La tecnología ya cabe en un grano de arroz, y ese pequeño pellizco cabe en el pecho de una recién nacida de apenas dos kilos. El Hospital Universitario y Politécnico La Fe de Valencia ha implantado el marcapasos más pequeño del mundo, marcando un hito en la cardiología pediátrica.
La paciente, una bebé que nació el 2 de febrero con un bloqueo cardíaco completo —una condición que hacía que su corazón latiera a la mitad de la velocidad necesaria—, requería una solución a medida. Su tamaño no permitía esperar. Ante este desafío, los cardiólogos del hospital valenciano contactaron con la compañía tecnológica Abbott, cuyos ingenieros adaptaron el marcapasos Micra AV, diseñado originalmente para adultos, a las dimensiones y necesidades críticas de una vida tan pequeña.

La colaboración traspasó lo técnico adentrándose en lo administrativo. El dispositivo, aunque aprobado en Europa, requería un permiso especial para su uso en una indicación tan concreta. La Agencia Española de Medicamentos y Productos Sanitarios (AEMPS) recibió la solicitud un viernes por la tarde y, en un tiempo récord de apenas cinco horas, emitió la autorización. “Es un claro ejemplo de responsabilidad social corporativa y de colaboración de la industria, porque, teniendo en cuenta el reducido número de pacientes que pueden beneficiarse, tiene una escasa rentabilidad comercial”, tal como destaca la doctora Georgia Sarquella-Brugada, jefa del Servicio de Cardiología Pediátrica del Hospital en la sección de actualidad del hospital. Este implante, guiado por catéter sin necesidad de abrir el tórax de la bebé, no es un caso aislado, sino que representa una nueva era donde la alta tecnología se miniaturiza para llegar a quienes más lo necesitan.

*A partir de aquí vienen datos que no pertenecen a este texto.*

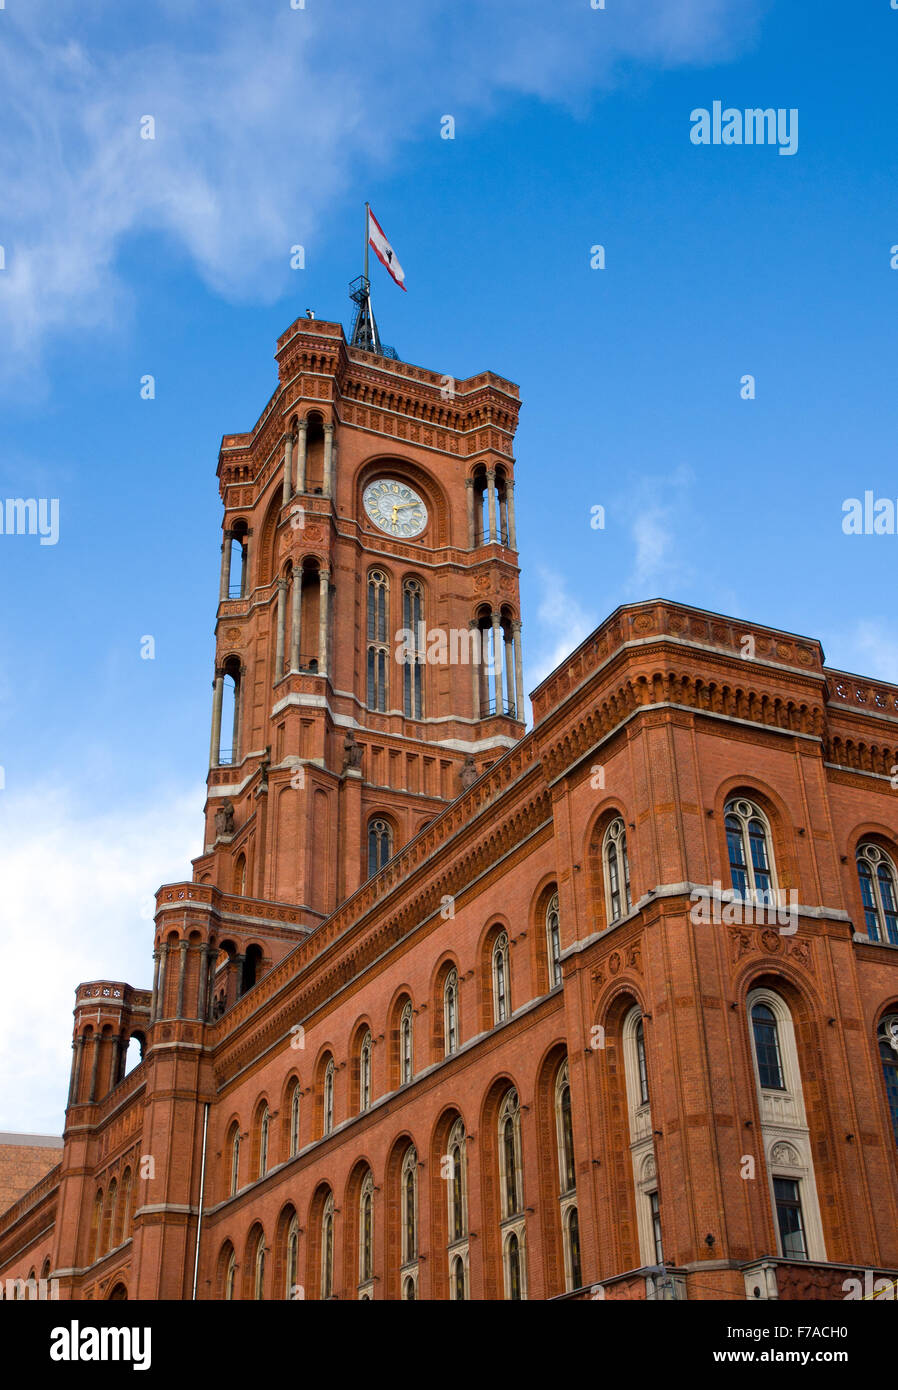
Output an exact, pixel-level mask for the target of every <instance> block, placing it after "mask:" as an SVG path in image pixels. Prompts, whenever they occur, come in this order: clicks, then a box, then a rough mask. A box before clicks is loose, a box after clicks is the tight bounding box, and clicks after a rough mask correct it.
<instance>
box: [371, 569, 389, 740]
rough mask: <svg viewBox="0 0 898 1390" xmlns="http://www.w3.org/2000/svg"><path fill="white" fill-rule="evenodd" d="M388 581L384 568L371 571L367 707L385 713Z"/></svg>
mask: <svg viewBox="0 0 898 1390" xmlns="http://www.w3.org/2000/svg"><path fill="white" fill-rule="evenodd" d="M388 614H389V582H388V580H386V575H385V574H384V571H382V570H371V573H370V574H368V709H374V710H378V712H381V713H384V712H385V710H386V699H388V671H389V638H388V630H389V616H388Z"/></svg>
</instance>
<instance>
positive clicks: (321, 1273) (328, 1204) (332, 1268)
mask: <svg viewBox="0 0 898 1390" xmlns="http://www.w3.org/2000/svg"><path fill="white" fill-rule="evenodd" d="M321 1297H323V1298H332V1297H334V1194H332V1193H328V1200H327V1201H325V1204H324V1215H323V1216H321Z"/></svg>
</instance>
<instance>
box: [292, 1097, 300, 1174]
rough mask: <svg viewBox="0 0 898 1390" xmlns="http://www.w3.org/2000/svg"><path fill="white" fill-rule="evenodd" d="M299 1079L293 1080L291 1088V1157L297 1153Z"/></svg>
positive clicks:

Esta alianza entre sanidad e ingeniería sigue avanzando en otros campos, como el método desarrollado por un equipo multidisciplinar de Málaga para personalizar la inmunoterapia en el cáncer de pulmón. Allí, investigadores del IBIMA y oncólogos de los hospitales Virgen de la Victoria y Regional han creado una herramienta que, mediante un simple análisis de sangre —una biopsia líquida—, es capaz de trazar el DNI molecular del tumor. Este perfil, obtenido gracias a la inteligencia artificial, permite identificar qué pacientes con cáncer de pulmón de células no pequeñas se beneficiarán realmente de la inmunoterapia, evitando tratamientos invasivos e inútiles. Si en Valencia la tecnología ponía ritmo a un corazón diminuto, en Málaga la ciencia afina la puntería para atacar las células cancerosas con una precisión sin precedentes.